Analyse des "Sozio-oekonomischen Panels": Kindern und Enkeln geht es schlechter

Mobilität nach unten: Die deutsche Gesellschaft wird weniger durchlässig und gerecht. Das zeigen die Daten des "Sozio-oekonomischen Panels" (SOEP). der ältesten Langzeitstudie der Welt.

Der Großvater war noch ein Fabrikarbeiter, die Großmutter ein ungelerntes Dienstmädchen. Die Kinder schafften schon die mittlere Reife und arbeiteten später als Angestellte. Die Enkel und Enkelinnen haben es noch weiter gebracht: Sie konnten studieren, rückten in Führungsetagen auf oder gründeten sogar eigene Unternehmen. – So oder ähnlich klingt sie, die typische deutsche Familiengeschichte des 20. Jahrhunderts. Der stetige soziale Aufstieg war zwar nicht programmiert, aber im Westdeutschland der Nachkriegsjahre durchaus möglich. Wirtschaftliche Entwicklung, steigende Löhne, höhere Bildungsabschlüsse begünstigten den Trend. „Intergenerationale Mobilität“ nennen Soziologen das Phänomen.

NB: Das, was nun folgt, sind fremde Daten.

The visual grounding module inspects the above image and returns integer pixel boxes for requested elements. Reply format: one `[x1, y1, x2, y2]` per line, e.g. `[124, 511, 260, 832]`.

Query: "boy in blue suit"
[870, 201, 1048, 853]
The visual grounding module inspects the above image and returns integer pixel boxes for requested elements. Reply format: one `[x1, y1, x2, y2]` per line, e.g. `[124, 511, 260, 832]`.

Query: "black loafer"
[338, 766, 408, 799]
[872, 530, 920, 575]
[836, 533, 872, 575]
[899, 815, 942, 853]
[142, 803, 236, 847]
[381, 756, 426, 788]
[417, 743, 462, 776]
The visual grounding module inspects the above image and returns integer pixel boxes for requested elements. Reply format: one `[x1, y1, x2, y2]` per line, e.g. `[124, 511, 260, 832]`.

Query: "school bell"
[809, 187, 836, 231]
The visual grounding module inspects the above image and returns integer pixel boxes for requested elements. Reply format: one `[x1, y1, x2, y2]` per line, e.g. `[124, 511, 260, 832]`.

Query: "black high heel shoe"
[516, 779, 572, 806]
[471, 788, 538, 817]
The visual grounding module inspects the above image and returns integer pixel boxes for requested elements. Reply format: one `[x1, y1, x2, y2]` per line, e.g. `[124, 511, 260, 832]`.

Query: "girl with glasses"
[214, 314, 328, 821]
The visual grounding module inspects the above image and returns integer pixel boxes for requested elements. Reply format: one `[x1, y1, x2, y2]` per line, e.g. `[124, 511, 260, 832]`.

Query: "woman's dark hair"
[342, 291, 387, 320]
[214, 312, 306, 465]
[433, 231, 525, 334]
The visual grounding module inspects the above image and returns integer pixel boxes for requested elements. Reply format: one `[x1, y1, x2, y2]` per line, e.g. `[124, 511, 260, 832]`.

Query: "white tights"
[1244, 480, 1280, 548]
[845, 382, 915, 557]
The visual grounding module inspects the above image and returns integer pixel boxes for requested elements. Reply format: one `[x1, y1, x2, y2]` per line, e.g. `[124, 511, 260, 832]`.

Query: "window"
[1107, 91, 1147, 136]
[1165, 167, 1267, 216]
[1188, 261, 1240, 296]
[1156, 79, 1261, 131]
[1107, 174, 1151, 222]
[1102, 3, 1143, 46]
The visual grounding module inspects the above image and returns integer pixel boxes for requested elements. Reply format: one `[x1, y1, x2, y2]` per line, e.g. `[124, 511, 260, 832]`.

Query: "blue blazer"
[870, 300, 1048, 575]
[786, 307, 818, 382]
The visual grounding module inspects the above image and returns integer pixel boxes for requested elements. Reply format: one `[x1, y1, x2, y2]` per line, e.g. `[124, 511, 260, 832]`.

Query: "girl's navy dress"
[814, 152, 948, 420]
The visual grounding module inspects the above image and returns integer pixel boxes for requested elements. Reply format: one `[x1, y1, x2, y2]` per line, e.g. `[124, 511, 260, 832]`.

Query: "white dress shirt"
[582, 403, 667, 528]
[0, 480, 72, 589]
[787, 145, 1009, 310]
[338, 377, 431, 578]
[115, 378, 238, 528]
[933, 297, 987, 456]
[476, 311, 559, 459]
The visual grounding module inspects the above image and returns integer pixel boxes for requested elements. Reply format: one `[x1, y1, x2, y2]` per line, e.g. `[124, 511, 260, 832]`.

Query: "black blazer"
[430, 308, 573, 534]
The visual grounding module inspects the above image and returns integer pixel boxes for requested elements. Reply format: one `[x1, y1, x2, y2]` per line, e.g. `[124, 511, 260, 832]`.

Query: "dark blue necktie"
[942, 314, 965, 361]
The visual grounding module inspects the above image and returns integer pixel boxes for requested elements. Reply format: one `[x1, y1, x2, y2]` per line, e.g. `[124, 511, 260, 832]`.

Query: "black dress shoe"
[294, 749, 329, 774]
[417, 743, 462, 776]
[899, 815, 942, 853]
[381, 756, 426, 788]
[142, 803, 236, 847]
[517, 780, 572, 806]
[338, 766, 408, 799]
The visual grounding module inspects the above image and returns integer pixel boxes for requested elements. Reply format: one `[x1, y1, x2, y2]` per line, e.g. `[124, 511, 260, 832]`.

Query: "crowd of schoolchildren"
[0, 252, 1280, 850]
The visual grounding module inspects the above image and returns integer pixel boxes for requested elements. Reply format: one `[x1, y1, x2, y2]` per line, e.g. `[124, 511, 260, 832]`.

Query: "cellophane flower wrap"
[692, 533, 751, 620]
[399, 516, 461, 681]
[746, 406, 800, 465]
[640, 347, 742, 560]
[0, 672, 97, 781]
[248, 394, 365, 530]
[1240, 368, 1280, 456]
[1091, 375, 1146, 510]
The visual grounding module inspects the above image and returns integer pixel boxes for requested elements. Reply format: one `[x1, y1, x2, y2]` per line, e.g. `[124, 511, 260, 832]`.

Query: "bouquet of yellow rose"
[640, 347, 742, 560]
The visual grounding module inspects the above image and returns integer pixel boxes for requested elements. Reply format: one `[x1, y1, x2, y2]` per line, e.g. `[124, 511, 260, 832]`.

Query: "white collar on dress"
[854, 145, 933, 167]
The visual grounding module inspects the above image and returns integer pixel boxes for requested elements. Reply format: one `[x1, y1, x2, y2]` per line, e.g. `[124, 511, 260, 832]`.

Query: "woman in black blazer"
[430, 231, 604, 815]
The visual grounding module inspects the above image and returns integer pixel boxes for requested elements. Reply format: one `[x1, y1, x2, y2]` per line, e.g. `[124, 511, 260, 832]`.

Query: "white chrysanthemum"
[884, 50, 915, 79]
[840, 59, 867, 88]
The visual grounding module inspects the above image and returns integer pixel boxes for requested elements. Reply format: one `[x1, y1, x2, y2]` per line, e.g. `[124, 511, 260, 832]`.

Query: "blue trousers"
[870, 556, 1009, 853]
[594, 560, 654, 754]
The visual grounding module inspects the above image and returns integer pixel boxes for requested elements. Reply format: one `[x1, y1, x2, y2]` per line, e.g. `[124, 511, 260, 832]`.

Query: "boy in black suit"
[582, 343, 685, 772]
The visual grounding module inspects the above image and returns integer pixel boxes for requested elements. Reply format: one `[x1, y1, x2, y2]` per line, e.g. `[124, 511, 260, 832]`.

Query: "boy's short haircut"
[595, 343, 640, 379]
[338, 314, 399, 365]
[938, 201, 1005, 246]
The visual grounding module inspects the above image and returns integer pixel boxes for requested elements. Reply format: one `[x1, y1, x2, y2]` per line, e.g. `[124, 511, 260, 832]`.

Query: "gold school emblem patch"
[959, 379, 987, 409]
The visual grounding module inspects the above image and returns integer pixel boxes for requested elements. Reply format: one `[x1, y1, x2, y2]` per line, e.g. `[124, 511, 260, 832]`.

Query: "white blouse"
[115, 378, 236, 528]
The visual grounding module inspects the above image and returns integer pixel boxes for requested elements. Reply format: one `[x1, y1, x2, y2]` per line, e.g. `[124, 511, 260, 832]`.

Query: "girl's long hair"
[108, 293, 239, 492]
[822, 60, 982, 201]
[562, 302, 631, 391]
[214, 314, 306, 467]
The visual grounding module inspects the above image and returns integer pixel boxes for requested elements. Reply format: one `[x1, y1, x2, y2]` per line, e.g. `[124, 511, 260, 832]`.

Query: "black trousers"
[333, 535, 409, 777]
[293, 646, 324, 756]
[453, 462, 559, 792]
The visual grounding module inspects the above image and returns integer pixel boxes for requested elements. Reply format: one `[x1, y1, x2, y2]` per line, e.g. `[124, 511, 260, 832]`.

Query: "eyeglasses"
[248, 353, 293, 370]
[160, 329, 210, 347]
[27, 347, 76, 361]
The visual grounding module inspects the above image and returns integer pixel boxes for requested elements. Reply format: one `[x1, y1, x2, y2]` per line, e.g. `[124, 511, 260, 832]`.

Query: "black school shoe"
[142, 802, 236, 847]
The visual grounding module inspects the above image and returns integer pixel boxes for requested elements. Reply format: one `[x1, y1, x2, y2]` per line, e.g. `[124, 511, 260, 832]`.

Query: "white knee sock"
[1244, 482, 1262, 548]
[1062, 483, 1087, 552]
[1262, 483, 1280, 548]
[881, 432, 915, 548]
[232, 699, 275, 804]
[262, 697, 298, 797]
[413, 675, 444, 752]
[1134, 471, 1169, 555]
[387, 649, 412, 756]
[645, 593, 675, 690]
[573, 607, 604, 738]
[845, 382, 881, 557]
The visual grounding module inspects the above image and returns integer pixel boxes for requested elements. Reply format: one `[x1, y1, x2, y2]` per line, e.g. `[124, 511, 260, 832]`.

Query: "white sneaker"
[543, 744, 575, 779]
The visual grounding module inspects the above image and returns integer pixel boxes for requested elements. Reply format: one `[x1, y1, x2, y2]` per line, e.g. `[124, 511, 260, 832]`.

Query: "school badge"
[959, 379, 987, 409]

Doch wie stellt sich die Situation im 21. Jahrhundert dar? Leben wir in einem Land, in dem es theoretisch immer noch jeder vom Arbeiterkind zum Professor bringen kann? Und wenn ja, welcher Teil einer Generation schafft den Aufstieg? Wer tritt auf der Stelle? Und wer bleibt aufgrund seiner Herkunft chancenlos zurück? Um solche Fragen differenziert beantworten zu können, braucht man vor allem eins: sehr viele Daten. Diese müssen über einen langen Zeitraum von möglichst vielen Menschen, deren Kindern und Kindeskindern erhoben werden. Genau das liefert das „Sozio-oekonomische Panel“ (SOEP), das am Deutschen Institut für Wirtschaftsforschung Berlin (DIW) angesiedelt ist. 1983 ins Leben gerufen, ist das SOEP heute eine der größten und ältesten Langzeitstudien der Welt. Über 22 000 Teilnehmer aus rund 11 000 Haushalten werden jedes Jahr nach Einkommen, Erwerbstätigkeit, Bildung und Gesundheit befragt.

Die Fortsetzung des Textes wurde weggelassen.